Encore une fois le sujet va être le mal-être adolescent, mais abordé avec un angle assez original qui est celui du thriller. Coïncidence étonnante d’avoir le même mois trois films articulés autour d’une disparition, avec Gone Girl et Horns, et le faisant tous d’une manière radicalement différente. Pas de fantastique, d’examen du couple au scalpel ou de battage médiatique ici, la mère de l’héroïne disparaît, point. On sait dès le début que l’enquête n’a rien donné, et que l’on va plutôt suivre cette fille qui essaie tant bien que mal de se construire après un évènement tragique et surtout resté sans réponse. Il se maintient pourtant de vagues soupçons autour de son père qui donnent une ambiance particulière au film, mais comme dans les deux autres films cités, ils existent surtout parce qu’il est le coupable idéal aux yeux de tous.
Ici aussi les performances d’acteur sont décisives pour emporter l’adhésion à cette histoire somme toute assez simple, et ils ne sont pas en reste. Eva Green bien sûr, on accrochera ou pas du tout à son rôle désormais bien rôdé de femme hautaine et glaciale, à la limite de cabotiner parfois mais semblant se régaler à jouer de cette image. Christopher Meloni est parfait lui aussi dans le rôle du père soumis à sa femme, simple et honnête comme le Ben Affleck de Gone Girl.
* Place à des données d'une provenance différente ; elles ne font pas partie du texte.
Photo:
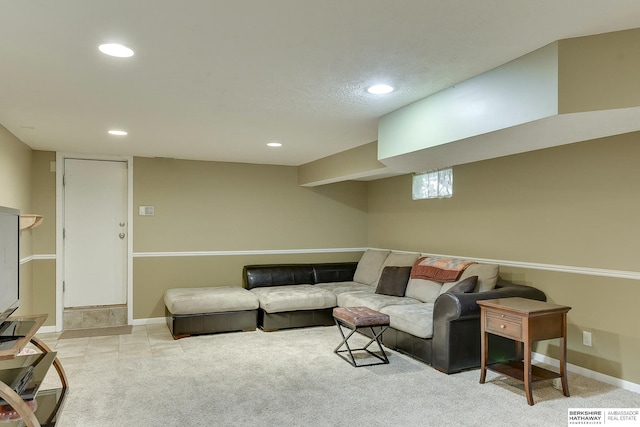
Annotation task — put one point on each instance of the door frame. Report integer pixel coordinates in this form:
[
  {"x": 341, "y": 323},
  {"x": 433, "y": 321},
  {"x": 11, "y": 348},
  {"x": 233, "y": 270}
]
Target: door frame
[{"x": 60, "y": 158}]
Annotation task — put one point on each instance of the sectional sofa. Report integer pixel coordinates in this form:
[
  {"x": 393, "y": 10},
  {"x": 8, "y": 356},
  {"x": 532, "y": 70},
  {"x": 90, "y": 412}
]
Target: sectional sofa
[{"x": 435, "y": 322}]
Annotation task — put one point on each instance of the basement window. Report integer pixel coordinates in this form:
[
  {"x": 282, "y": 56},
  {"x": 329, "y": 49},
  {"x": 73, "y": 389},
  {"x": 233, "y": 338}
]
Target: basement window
[{"x": 433, "y": 185}]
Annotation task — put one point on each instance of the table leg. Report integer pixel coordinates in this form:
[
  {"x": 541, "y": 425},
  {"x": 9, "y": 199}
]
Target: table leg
[
  {"x": 483, "y": 357},
  {"x": 527, "y": 372},
  {"x": 563, "y": 357}
]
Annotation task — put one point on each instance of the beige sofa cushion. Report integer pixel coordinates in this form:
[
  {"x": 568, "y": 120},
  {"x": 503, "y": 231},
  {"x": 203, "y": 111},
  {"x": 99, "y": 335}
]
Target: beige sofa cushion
[
  {"x": 370, "y": 266},
  {"x": 276, "y": 299},
  {"x": 423, "y": 290},
  {"x": 372, "y": 300},
  {"x": 487, "y": 276},
  {"x": 209, "y": 300},
  {"x": 414, "y": 319}
]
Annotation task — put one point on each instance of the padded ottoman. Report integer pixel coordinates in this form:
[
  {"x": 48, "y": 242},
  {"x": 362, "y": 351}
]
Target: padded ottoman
[{"x": 195, "y": 311}]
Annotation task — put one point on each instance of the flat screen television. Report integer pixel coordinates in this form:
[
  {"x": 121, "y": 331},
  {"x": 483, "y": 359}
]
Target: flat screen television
[{"x": 9, "y": 261}]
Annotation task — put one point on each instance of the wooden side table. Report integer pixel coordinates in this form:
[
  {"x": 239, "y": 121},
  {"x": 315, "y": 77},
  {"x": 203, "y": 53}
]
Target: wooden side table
[{"x": 525, "y": 321}]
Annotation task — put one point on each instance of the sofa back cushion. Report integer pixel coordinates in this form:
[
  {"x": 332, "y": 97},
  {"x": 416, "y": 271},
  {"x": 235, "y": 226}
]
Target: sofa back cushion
[
  {"x": 257, "y": 276},
  {"x": 487, "y": 276},
  {"x": 464, "y": 286},
  {"x": 333, "y": 272},
  {"x": 393, "y": 281},
  {"x": 370, "y": 266},
  {"x": 423, "y": 290}
]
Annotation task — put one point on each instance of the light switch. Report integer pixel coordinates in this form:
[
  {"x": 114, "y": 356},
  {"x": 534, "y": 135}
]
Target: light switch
[{"x": 146, "y": 210}]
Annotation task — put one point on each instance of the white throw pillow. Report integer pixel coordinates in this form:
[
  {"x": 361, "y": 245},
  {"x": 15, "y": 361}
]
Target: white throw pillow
[{"x": 370, "y": 266}]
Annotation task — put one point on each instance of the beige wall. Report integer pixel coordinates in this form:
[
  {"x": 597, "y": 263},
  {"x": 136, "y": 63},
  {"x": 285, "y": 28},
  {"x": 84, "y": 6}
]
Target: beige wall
[
  {"x": 599, "y": 72},
  {"x": 574, "y": 205},
  {"x": 44, "y": 236},
  {"x": 15, "y": 192},
  {"x": 211, "y": 206}
]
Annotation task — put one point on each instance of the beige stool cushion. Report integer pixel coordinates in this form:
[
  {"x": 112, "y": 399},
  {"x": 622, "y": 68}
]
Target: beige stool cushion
[
  {"x": 209, "y": 300},
  {"x": 360, "y": 316}
]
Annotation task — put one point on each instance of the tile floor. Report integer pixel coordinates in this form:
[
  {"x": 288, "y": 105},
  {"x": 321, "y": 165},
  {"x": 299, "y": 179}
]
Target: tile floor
[{"x": 144, "y": 341}]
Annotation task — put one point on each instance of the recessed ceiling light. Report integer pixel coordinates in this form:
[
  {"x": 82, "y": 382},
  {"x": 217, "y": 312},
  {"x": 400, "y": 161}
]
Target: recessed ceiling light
[
  {"x": 116, "y": 49},
  {"x": 380, "y": 89}
]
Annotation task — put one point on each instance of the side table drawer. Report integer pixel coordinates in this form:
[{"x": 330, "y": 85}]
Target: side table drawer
[{"x": 506, "y": 326}]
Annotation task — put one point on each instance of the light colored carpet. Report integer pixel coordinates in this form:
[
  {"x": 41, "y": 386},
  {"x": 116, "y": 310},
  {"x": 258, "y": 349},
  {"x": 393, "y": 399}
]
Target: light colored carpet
[
  {"x": 96, "y": 332},
  {"x": 293, "y": 378}
]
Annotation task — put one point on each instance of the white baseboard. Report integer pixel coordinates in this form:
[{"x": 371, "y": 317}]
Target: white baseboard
[
  {"x": 617, "y": 382},
  {"x": 47, "y": 329},
  {"x": 149, "y": 321}
]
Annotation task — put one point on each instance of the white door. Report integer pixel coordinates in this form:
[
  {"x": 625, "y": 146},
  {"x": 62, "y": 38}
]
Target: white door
[{"x": 95, "y": 233}]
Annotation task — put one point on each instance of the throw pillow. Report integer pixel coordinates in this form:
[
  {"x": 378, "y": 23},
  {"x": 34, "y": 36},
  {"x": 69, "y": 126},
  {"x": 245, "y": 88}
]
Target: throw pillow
[
  {"x": 393, "y": 281},
  {"x": 369, "y": 266},
  {"x": 465, "y": 286}
]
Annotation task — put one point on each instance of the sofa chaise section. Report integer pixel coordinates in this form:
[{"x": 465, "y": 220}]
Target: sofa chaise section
[
  {"x": 195, "y": 311},
  {"x": 288, "y": 296}
]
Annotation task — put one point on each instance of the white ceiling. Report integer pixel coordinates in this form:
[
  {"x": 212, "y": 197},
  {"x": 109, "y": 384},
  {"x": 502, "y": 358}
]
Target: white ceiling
[{"x": 217, "y": 80}]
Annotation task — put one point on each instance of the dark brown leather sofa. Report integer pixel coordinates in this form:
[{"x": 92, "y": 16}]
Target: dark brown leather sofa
[{"x": 455, "y": 344}]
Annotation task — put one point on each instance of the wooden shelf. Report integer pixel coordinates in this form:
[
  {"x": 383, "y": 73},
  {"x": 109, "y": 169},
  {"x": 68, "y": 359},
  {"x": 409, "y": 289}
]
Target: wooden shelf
[{"x": 49, "y": 402}]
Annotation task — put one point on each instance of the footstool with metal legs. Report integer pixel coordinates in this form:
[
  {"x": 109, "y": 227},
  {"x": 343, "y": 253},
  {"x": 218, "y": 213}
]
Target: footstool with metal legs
[{"x": 355, "y": 318}]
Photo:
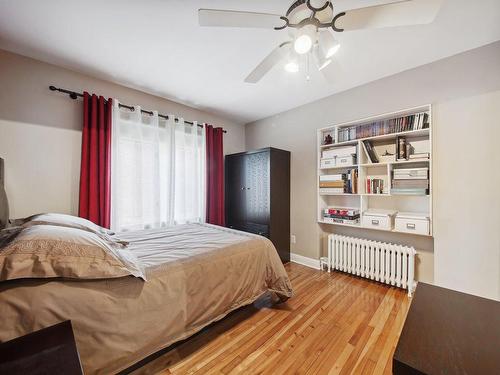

De même il est toujours plaisant de revoir Thomas Jane dans un bon rôle, lui qui n’est pas forcément gâté ces dernières années.
En tout cas il ne faut pas y aller pour voir un thriller, vous risqueriez d’être déçus, mais c’est un bon moyen de découvrir Araki avec un film très accessible, qui sans être majeur reste une agréable surprise.